11

I was reading though this other question which has some really good regex's for the job but as far as I can see non of them work with BASH commands as BASH commands don't support such complex rexeg's.

if echo "http://www.google.com/test/link.php" | grep -q '(https?|ftp|file)://[-A-Z0-9\+&@#/%?=~_|!:,.;]*[-A-Z0-9\+&@#/%=~_|]'; then 
    echo "Link valid"
else
    echo "Link not valid"
fi

But this doesn't work as grep -q doesn't work ...

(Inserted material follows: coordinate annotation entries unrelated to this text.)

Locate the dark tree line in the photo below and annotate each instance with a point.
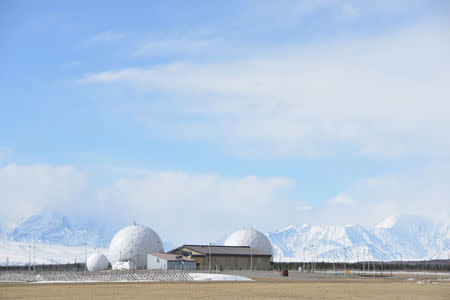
(428, 265)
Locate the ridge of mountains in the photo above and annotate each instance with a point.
(401, 237)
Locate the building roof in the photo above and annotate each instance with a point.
(171, 257)
(220, 250)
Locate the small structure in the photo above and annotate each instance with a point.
(123, 265)
(166, 261)
(97, 262)
(225, 257)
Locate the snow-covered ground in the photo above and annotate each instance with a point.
(217, 277)
(17, 253)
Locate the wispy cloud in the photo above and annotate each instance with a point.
(211, 204)
(382, 96)
(104, 38)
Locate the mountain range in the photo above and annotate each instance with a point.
(399, 237)
(406, 237)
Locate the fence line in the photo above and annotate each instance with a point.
(106, 276)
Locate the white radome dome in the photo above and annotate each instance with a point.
(250, 237)
(132, 243)
(97, 262)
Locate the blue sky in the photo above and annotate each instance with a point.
(304, 105)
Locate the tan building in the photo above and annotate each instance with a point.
(225, 257)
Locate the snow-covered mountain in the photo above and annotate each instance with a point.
(50, 227)
(398, 237)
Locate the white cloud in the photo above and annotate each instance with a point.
(422, 191)
(381, 96)
(341, 199)
(24, 190)
(181, 207)
(104, 38)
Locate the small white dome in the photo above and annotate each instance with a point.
(132, 244)
(250, 237)
(97, 262)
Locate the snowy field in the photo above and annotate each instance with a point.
(217, 277)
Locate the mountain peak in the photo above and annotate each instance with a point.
(402, 220)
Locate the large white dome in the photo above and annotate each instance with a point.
(132, 243)
(250, 237)
(97, 262)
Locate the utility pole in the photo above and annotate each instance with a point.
(251, 257)
(34, 259)
(29, 259)
(345, 260)
(85, 256)
(209, 260)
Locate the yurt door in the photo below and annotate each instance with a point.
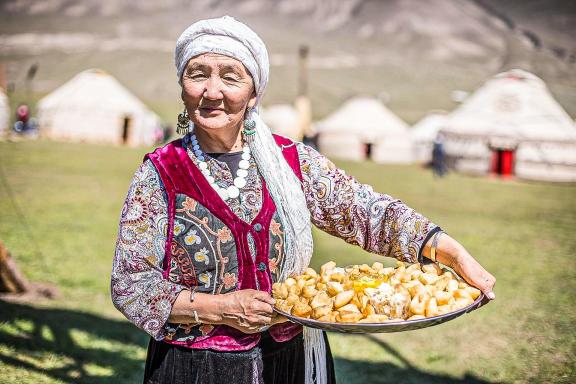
(126, 123)
(503, 162)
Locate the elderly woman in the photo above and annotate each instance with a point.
(211, 221)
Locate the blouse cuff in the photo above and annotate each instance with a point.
(421, 258)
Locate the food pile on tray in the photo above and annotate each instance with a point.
(373, 294)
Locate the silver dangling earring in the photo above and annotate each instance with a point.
(249, 126)
(183, 125)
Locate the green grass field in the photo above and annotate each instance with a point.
(62, 231)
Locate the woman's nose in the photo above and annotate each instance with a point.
(213, 89)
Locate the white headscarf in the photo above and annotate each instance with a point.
(232, 38)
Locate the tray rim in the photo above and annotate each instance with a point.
(426, 322)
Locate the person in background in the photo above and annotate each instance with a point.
(439, 156)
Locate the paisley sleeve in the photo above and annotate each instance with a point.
(343, 207)
(138, 288)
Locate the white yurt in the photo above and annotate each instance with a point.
(282, 120)
(4, 114)
(363, 128)
(94, 107)
(512, 126)
(423, 134)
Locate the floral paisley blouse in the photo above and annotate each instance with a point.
(338, 205)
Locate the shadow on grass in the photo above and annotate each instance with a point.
(118, 360)
(121, 363)
(354, 371)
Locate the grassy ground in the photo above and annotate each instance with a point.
(71, 195)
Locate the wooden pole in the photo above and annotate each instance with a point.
(302, 103)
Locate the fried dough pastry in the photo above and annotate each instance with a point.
(373, 293)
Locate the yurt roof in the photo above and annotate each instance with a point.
(93, 88)
(427, 128)
(279, 116)
(512, 104)
(367, 117)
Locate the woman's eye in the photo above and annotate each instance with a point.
(196, 76)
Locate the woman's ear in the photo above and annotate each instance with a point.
(252, 101)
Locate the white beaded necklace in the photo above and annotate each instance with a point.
(233, 191)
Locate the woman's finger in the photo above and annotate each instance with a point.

Edit, ok I just realised that grep had an "extended-regex" (-E) option which seems to make it work. But if anyone has a better/faster way I would still love to here about it.

Community
  • 1
  • 1
Mint
  • 12,683
  • 29
  • 67
  • 107
  • You might want to examine your motivation for asking this question. Programmers try to do static evaluation of URL/URIs and e-mail addresses which you can show to be syntactically valid but tells you nothing about their accessibility. For example, `http://www.example.com/bogus#fragment` will always be syntactically valid and will (presumably) always return a 404 error. – msw Jul 06 '10 at 04:38
  • This function doesn't need to know if the links works or not, just that it is a link. – Mint Jul 06 '10 at 04:55
  • Of what use is a URL that never locates a resource? Why even bother checking? – msw Jul 06 '10 at 10:32

3 Answers3

25

The following works in Bash >= version 3.2 without using grep:

regex='(https?|ftp|file)://[-A-Za-z0-9\+&@#/%?=~_|!:,.;]*[-A-Za-z0-9\+&@#/%=~_|]'
string='http://www.google.com/test/link.php'
if [[ $string =~ $regex ]]
then 
    echo "Link valid"
else
    echo "Link not valid"
fi

Your regex doesn't seem to include lowercase alpha characters [a-z] so I added them here.

Dennis Williamson
  • 303,596
  • 86
  • 357
  • 418
  • 3
    Bug with `http://печки-лавочки.рф/` which is a valid URL. A more complete regex can be found at http://stackoverflow.com/questions/161738 – Nicolas Raoul Dec 03 '13 at 09:35
  • nice, working flawlessly with egrep too (especially that I needed some url's ending in .mp3), Nicolas Raoul, two problems: 1. I was searching for bash solution NOT PHP ! (not always working with bash, and not easy to convert) also, international SUX, it usually only apply in that country and who wanna be visited by all, won't use chrs outside standard ascii (I'm living in such country and try to avoid that at all costs) ... I'm not even talking about you don't have an answer marked as a solution ... – THESorcerer Sep 21 '15 at 13:17
  • 1
    This was helpful. But I think you want to anchor the regex to avoid a string like `'garbage http://google.com'` being passed as valid. I just added ^ and $ to the beginning and end of the regex respectively, like so: `regex='^(https?|ftp|file)://[-A-Za-z0-9\+&@#/%?=~_|!:,.;]*[-A-Za-z0-9\+&@#/%=~_|]$'` – Christopher Werby Oct 02 '16 at 21:14
3

Since I don't have enough rep to comment above, I am going to amend the answer given by Dennis above with this one.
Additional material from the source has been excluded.